US 12,282,662 B2
Chassis servicing and migration in a scale-up NUMA system
Thomas Edward McGee, Eau Claire, WI (US); Brian J. Johnson, Rosemount, MN (US); Frank R. Dropps, Annandale, MN (US); Derek S. Schumacher, Naperville, IL (US); Stuart C. Haden, Lucas, TX (US); and Michael S. Woodacre, Winchester (GB)
Assigned to Hewlett Packard Enterprise Development LP, Spring, TX (US)
Filed by Hewlett Packard Enterprise Development LP, Houston, TX (US)
Filed on Aug. 29, 2022, as Appl. No. 17/898,189.
Prior Publication US 2024/0069742 A1, Feb. 29, 2024
Int. Cl. G06F 3/06 (2006.01); G06F 12/0817 (2016.01)

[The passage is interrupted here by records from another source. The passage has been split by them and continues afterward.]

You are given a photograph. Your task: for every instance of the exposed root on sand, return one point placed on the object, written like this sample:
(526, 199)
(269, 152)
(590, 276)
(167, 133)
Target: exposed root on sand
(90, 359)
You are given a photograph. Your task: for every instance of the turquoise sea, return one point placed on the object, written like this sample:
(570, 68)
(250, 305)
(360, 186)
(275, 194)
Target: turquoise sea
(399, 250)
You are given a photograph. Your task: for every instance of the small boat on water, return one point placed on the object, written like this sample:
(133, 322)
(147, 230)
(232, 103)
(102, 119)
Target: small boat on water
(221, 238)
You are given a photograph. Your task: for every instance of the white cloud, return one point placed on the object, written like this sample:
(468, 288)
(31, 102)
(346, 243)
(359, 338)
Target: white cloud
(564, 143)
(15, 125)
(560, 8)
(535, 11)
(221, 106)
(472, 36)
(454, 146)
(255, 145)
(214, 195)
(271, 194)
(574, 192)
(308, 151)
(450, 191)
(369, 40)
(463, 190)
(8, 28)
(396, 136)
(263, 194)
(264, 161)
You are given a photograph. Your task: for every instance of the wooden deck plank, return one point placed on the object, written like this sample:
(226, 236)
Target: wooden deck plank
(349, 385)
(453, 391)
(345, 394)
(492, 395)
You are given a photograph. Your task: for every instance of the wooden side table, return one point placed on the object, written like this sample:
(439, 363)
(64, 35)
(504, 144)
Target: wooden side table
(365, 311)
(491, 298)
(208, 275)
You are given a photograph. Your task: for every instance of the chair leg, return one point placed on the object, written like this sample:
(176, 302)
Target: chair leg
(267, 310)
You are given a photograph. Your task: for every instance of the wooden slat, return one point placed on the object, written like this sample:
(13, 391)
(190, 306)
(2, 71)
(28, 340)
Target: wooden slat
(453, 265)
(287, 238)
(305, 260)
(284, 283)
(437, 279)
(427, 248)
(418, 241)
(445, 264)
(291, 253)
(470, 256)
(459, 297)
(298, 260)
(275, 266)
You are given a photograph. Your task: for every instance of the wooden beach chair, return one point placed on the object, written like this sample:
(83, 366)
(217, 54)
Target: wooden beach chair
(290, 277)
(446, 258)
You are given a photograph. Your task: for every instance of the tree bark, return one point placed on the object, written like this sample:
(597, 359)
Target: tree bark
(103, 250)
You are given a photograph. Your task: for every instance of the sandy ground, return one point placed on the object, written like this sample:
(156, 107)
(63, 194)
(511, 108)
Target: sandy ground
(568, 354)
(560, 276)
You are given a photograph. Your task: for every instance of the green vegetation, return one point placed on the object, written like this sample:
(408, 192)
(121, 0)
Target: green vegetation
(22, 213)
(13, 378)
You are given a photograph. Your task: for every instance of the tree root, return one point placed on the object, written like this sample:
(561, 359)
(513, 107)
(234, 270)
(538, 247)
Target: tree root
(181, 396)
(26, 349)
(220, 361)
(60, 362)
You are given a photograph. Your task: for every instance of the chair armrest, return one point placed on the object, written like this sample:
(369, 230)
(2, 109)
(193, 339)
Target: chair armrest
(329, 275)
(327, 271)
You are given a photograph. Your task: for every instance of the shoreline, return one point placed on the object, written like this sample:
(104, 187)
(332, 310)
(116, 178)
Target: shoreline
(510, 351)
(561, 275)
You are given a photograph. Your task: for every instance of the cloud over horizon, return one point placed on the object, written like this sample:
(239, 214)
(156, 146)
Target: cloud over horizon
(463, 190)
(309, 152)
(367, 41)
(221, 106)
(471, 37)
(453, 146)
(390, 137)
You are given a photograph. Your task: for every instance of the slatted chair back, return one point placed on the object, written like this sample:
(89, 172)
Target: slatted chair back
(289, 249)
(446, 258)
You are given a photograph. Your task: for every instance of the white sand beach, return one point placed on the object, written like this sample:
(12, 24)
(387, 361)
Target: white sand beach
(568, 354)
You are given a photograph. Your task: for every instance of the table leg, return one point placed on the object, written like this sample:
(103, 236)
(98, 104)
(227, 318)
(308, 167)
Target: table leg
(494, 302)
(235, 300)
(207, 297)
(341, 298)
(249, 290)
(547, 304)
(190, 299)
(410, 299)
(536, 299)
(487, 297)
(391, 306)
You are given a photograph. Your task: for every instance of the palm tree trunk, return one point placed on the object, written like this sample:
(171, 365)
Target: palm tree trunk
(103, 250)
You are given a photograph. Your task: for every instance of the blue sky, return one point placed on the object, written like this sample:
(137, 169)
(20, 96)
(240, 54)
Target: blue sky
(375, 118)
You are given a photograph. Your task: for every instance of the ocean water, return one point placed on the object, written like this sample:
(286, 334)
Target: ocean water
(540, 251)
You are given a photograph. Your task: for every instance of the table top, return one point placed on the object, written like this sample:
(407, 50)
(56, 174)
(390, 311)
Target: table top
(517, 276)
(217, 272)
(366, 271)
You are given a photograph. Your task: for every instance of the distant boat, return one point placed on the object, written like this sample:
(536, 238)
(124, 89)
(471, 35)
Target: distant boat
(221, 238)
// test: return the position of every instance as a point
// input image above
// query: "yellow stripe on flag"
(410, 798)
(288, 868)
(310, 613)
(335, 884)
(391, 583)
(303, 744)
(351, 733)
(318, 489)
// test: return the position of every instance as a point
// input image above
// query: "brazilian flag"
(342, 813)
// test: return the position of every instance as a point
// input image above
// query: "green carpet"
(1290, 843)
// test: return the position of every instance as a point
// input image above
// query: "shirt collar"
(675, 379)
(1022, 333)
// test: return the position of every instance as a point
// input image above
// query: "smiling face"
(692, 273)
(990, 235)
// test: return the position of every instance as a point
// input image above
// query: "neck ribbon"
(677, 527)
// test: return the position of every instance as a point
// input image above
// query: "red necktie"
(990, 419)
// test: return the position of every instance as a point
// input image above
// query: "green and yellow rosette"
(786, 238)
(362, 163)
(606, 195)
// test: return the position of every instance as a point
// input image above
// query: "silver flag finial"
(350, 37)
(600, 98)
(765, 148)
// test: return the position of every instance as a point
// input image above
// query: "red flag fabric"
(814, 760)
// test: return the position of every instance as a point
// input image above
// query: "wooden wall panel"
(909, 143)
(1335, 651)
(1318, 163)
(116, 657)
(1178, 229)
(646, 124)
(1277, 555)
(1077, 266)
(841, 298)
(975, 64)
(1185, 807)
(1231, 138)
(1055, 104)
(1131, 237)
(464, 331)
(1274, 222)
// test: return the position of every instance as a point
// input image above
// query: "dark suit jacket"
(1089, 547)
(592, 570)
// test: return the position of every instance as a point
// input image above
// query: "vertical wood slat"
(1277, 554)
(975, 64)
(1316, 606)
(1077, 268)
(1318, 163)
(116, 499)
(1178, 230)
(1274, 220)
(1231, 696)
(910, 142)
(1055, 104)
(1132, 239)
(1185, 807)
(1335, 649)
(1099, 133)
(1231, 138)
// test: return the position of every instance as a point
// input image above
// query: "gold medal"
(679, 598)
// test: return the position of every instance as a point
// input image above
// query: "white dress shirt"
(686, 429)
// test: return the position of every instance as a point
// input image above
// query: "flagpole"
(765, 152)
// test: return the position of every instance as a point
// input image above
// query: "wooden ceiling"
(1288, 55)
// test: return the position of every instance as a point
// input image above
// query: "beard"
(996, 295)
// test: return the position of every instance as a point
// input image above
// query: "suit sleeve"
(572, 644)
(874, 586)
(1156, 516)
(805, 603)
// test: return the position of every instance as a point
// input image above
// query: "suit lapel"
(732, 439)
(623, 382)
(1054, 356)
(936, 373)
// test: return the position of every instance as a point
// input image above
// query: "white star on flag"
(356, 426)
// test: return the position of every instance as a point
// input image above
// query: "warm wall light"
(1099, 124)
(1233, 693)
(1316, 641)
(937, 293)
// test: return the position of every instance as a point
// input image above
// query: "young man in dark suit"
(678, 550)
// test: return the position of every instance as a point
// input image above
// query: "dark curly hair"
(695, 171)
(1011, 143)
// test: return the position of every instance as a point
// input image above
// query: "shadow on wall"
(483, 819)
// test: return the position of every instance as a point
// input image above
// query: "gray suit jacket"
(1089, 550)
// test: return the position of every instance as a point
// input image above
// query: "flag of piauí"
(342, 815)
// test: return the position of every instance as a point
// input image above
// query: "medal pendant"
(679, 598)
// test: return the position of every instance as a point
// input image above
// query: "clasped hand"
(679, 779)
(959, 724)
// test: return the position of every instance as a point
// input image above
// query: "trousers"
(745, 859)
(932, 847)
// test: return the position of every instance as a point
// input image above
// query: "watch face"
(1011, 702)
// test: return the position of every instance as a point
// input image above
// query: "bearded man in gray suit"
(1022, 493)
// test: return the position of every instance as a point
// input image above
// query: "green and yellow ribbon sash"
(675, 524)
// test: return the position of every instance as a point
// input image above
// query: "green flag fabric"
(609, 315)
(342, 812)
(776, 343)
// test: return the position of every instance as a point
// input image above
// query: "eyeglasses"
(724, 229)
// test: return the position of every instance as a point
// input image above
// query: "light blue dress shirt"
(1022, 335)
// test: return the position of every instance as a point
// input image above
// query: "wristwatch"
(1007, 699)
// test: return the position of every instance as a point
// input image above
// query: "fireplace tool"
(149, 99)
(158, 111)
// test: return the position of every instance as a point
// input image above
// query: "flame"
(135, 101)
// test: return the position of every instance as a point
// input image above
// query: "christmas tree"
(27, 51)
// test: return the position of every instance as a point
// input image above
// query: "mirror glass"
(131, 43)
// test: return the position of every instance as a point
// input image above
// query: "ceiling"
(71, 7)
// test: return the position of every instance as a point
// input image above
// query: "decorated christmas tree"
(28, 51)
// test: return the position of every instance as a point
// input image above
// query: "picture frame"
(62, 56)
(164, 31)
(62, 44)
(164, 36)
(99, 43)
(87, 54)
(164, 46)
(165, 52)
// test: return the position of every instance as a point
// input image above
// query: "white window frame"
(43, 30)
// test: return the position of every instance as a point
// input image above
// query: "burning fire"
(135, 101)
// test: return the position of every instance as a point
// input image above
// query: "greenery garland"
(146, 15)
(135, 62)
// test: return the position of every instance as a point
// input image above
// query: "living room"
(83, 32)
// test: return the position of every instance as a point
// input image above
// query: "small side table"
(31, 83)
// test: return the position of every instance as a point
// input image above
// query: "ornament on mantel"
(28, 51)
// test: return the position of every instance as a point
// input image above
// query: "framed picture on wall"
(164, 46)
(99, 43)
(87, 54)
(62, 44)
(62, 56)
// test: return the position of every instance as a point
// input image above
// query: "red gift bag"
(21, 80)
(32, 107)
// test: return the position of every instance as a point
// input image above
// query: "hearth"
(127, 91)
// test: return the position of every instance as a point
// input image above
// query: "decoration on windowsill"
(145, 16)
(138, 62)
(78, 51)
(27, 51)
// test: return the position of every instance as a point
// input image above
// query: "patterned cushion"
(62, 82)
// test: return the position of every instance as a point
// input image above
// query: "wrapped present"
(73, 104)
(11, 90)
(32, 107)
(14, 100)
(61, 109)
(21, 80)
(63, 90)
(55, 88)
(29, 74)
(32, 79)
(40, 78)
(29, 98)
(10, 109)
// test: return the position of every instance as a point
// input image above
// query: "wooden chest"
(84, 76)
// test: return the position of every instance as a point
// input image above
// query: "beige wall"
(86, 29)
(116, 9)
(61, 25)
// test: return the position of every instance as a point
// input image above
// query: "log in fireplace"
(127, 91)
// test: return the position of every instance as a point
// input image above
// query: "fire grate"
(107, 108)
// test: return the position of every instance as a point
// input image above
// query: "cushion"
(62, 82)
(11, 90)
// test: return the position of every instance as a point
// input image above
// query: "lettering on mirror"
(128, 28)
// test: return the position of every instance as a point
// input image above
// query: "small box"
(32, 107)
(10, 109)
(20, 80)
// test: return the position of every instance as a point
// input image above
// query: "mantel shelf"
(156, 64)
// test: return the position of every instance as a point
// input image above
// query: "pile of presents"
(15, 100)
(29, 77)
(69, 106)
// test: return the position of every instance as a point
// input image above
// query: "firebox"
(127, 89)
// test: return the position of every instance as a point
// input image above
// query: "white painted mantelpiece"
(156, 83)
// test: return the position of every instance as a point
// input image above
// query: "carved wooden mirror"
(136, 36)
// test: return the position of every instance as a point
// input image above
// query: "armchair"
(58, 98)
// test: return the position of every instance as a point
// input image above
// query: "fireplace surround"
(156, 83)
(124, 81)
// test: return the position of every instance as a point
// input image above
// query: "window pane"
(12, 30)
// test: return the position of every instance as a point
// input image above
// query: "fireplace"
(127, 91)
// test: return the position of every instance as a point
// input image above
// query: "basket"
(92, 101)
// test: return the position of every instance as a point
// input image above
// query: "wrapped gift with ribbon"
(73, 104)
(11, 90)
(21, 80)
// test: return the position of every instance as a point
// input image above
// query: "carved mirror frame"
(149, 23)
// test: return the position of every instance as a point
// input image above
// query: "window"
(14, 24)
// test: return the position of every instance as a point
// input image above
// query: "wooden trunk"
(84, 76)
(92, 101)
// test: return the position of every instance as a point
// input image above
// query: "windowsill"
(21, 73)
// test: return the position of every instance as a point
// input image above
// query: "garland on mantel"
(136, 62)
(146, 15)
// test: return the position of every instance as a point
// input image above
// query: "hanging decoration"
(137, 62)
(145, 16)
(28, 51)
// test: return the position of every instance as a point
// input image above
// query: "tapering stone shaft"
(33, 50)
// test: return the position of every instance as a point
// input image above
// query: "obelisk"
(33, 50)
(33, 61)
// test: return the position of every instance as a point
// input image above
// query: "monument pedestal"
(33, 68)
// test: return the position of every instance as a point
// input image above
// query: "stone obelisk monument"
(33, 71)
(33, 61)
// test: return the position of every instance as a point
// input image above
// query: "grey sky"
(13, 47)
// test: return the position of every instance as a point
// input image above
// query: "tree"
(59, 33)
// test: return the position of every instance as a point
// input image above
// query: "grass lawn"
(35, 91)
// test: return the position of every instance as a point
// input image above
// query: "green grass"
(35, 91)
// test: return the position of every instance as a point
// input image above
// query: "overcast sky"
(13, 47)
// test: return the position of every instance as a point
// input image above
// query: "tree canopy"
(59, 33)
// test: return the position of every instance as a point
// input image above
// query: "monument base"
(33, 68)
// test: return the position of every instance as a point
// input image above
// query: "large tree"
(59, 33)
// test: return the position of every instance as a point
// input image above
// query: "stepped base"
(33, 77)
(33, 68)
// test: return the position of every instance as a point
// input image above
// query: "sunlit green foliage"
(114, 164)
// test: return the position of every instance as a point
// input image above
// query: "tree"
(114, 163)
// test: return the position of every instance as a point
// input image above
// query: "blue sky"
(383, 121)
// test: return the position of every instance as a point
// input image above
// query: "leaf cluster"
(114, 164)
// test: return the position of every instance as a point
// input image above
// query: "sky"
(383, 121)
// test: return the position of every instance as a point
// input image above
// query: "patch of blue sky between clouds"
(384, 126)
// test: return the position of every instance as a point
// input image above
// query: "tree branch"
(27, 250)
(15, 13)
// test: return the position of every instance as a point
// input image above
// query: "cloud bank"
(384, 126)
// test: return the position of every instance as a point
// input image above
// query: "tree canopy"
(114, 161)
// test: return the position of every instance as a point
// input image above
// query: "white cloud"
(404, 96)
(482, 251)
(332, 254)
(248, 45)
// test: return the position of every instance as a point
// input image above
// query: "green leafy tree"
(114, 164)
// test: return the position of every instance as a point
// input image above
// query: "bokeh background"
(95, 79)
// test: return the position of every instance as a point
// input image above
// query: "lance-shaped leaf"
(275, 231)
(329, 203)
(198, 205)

CPC G06F 3/0617 (2013.01) [G06F 3/0647 (2013.01); G06F 3/0679 (2013.01); G06F 12/0828 (2013.01); G06F 2212/271 (2013.01); G06F 2212/621 (2013.01)] 18 Claims
OG exemplary drawing
 
1. A method for replacing a failing node with a spare node in a non-uniform memory access (NUMA) system, the method comprising:
in response to determining that a node-migration condition is met, initializing a node controller of the spare node such that accesses to a memory local to the spare node are to be processed by the node controller;
quiescing the failing node and the spare node to allow state information of processors on the failing node to be migrated to processors on the spare node;
subsequent to unquiescing the failing node and the spare node, migrating data from the failing node to the spare node while maintaining cache coherence in the NUMA system and while the NUMA system remains in operation, thereby facilitating continuous execution of processes previously executed on the failing node;
maintaining, at the node controller of the spare node, a partial directory of the local memory;
wherein initializing the node controller comprises marking every cache line in the local memory as corrupted; and
wherein migrating the data comprises, in response to determining that a requested cache line in the local memory of the spare node is marked as corrupted, coherently fetching the cache line from the failing node and writing the fetched cache line to the local memory of the spare node.